Config File - ingress.yaml
ingress.yaml
apiVersion: networking.k8s.io/v1
kind: Ingress
metadata:
  name: example-ingress
  annotations:
    nginx.ingress.kubernetes.io/rewrite-target: /$2
spec:
  rules:
  - host: example.com
    http:
      paths:
      - path: /blog(/|$)(.*)
        pathType: Prefix
        backend:
          service:
            name: blog-service
            port:
              number: 80
      - path: /shop(/|$)(.*)
        pathType: Prefix
        backend:
          service:
            name: shop-service
            port:
              number: 80

This Ingress resource routes traffic based on URL paths under the host example.com.

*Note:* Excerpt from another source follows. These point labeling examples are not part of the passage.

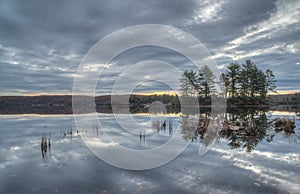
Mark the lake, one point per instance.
(46, 154)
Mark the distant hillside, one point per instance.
(62, 104)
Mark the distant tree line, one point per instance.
(244, 84)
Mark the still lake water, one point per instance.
(271, 166)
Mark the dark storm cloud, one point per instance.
(43, 42)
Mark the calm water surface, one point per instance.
(272, 165)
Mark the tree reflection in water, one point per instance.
(243, 128)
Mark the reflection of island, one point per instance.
(242, 129)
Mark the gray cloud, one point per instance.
(43, 42)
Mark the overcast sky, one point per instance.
(43, 42)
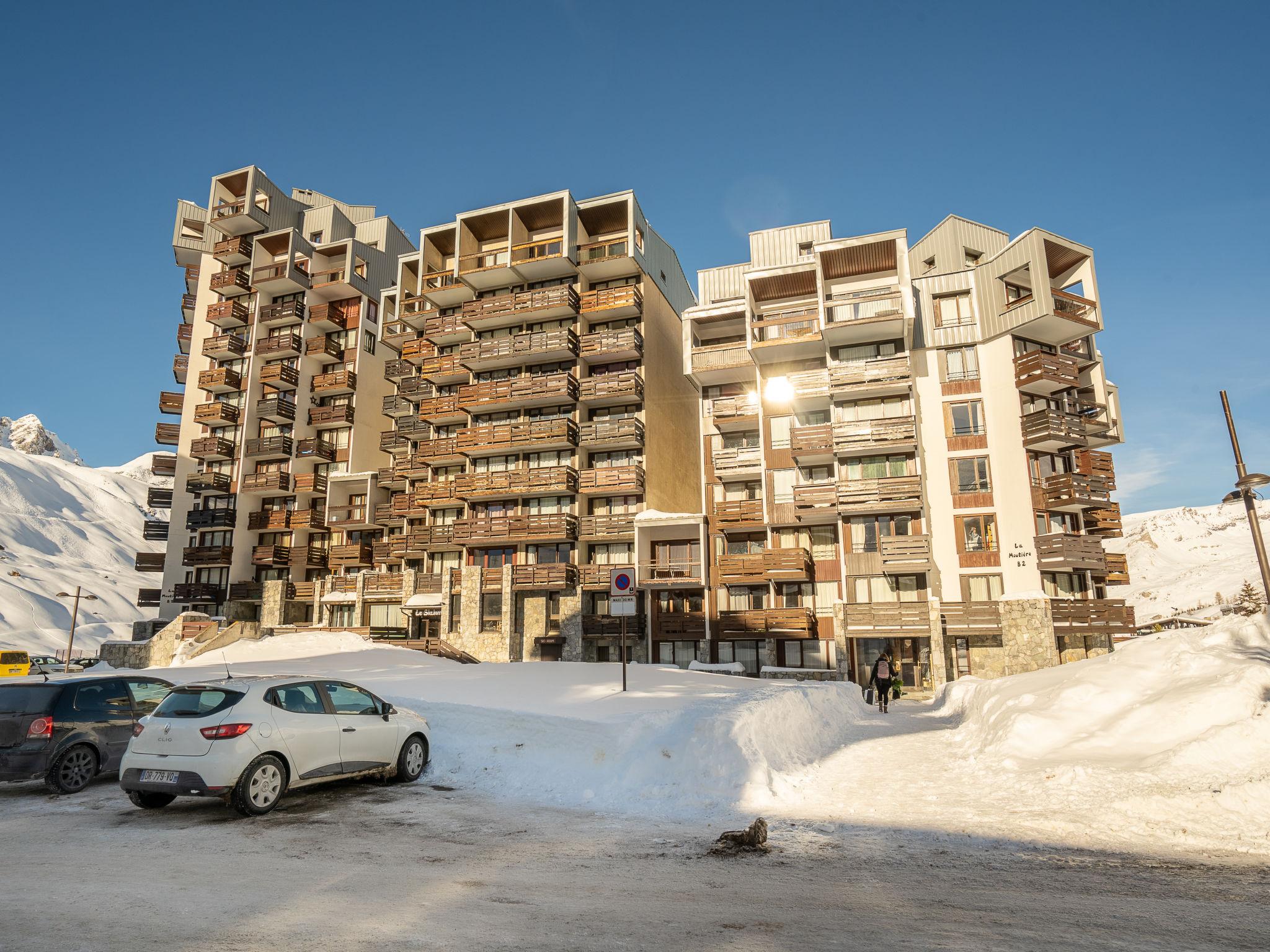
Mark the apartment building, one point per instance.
(900, 451)
(281, 362)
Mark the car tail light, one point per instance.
(225, 730)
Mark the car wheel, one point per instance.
(149, 801)
(412, 759)
(260, 786)
(71, 770)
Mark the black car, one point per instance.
(68, 731)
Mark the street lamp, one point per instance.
(70, 644)
(1245, 489)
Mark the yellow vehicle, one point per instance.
(14, 664)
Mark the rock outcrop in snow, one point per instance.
(27, 434)
(1188, 559)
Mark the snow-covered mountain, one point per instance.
(1188, 559)
(27, 434)
(65, 524)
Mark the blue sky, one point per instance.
(1140, 130)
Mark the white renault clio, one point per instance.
(251, 739)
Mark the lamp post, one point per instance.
(1245, 489)
(70, 643)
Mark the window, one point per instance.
(298, 699)
(977, 534)
(981, 588)
(146, 695)
(969, 475)
(347, 699)
(953, 310)
(961, 363)
(964, 419)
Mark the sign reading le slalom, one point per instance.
(621, 592)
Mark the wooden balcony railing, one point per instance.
(768, 565)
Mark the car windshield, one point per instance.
(197, 702)
(27, 699)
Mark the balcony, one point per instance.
(768, 622)
(221, 380)
(553, 575)
(494, 530)
(611, 304)
(493, 439)
(624, 433)
(310, 483)
(193, 557)
(269, 448)
(228, 314)
(738, 512)
(889, 493)
(1064, 551)
(517, 350)
(216, 414)
(225, 347)
(276, 409)
(886, 620)
(211, 448)
(1039, 372)
(280, 314)
(668, 574)
(352, 557)
(315, 448)
(334, 382)
(856, 437)
(511, 483)
(610, 346)
(200, 592)
(150, 562)
(1104, 521)
(606, 526)
(1052, 432)
(737, 461)
(507, 310)
(171, 402)
(768, 565)
(611, 480)
(278, 346)
(273, 482)
(207, 483)
(328, 416)
(230, 282)
(610, 389)
(210, 519)
(233, 250)
(1083, 617)
(280, 376)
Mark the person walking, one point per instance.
(881, 679)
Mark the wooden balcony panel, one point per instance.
(206, 555)
(738, 512)
(538, 527)
(625, 387)
(554, 575)
(855, 495)
(769, 565)
(1065, 551)
(611, 480)
(605, 526)
(778, 622)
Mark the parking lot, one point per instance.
(422, 866)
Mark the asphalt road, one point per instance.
(425, 867)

  • /blog paths go to the blog-service.
  • /shop paths go to the shop-service.
  • The annotation rewrites the URL path so backend services receive the correct path.
Commands
This command creates the Ingress resource in Kubernetes to enable path-based routing as defined in the file.
Terminal
kubectl apply -f ingress.yaml
Expected OutputExpected
ingress.networking.k8s.io/example-ingress created
This command checks that the Ingress resource was created and shows its details including assigned IP or hostname.
Terminal
kubectl get ingress example-ingress
Expected OutputExpected
NAME CLASS HOSTS ADDRESS PORTS AGE example-ingress <none> example.com 192.168.1.100 80 10s
This command shows detailed information about the Ingress, including rules and backend services for each path.
Terminal
kubectl describe ingress example-ingress
Expected OutputExpected
Name: example-ingress Namespace: default Address: 192.168.1.100 Default backend: <none> Rules: Host Path Backends ---- ---- -------- example.com /blog blog-service:80 (10.1.1.10:8080) /shop shop-service:80 (10.1.1.20:8080) Annotations: nginx.ingress.kubernetes.io/rewrite-target: /$2 Events: <none>
Key Concept

If you remember nothing else from this pattern, remember: path-based routing sends web requests to different services based on the URL path part.

Common Mistakes
Using incorrect path syntax without specifying pathType.
Kubernetes requires pathType to understand how to match paths; missing or wrong pathType causes routing failures.
Always specify pathType: Prefix or Exact for each path in the Ingress.
Not adding rewrite-target annotation when backend expects trimmed paths.
Backend services may receive full paths and fail if they expect only the subpath, causing errors.
Add nginx.ingress.kubernetes.io/rewrite-target annotation to adjust the path sent to backend.
Forgetting to create backend services before applying Ingress.
Ingress routes traffic to services; if services don't exist, routing fails and requests return errors.
Create and verify backend services before applying Ingress rules.
Summary
Create an Ingress resource with rules that match URL paths to backend services.
Apply the Ingress with kubectl and verify it is created and has an IP address.
Use annotations to rewrite paths if backend services expect trimmed URLs.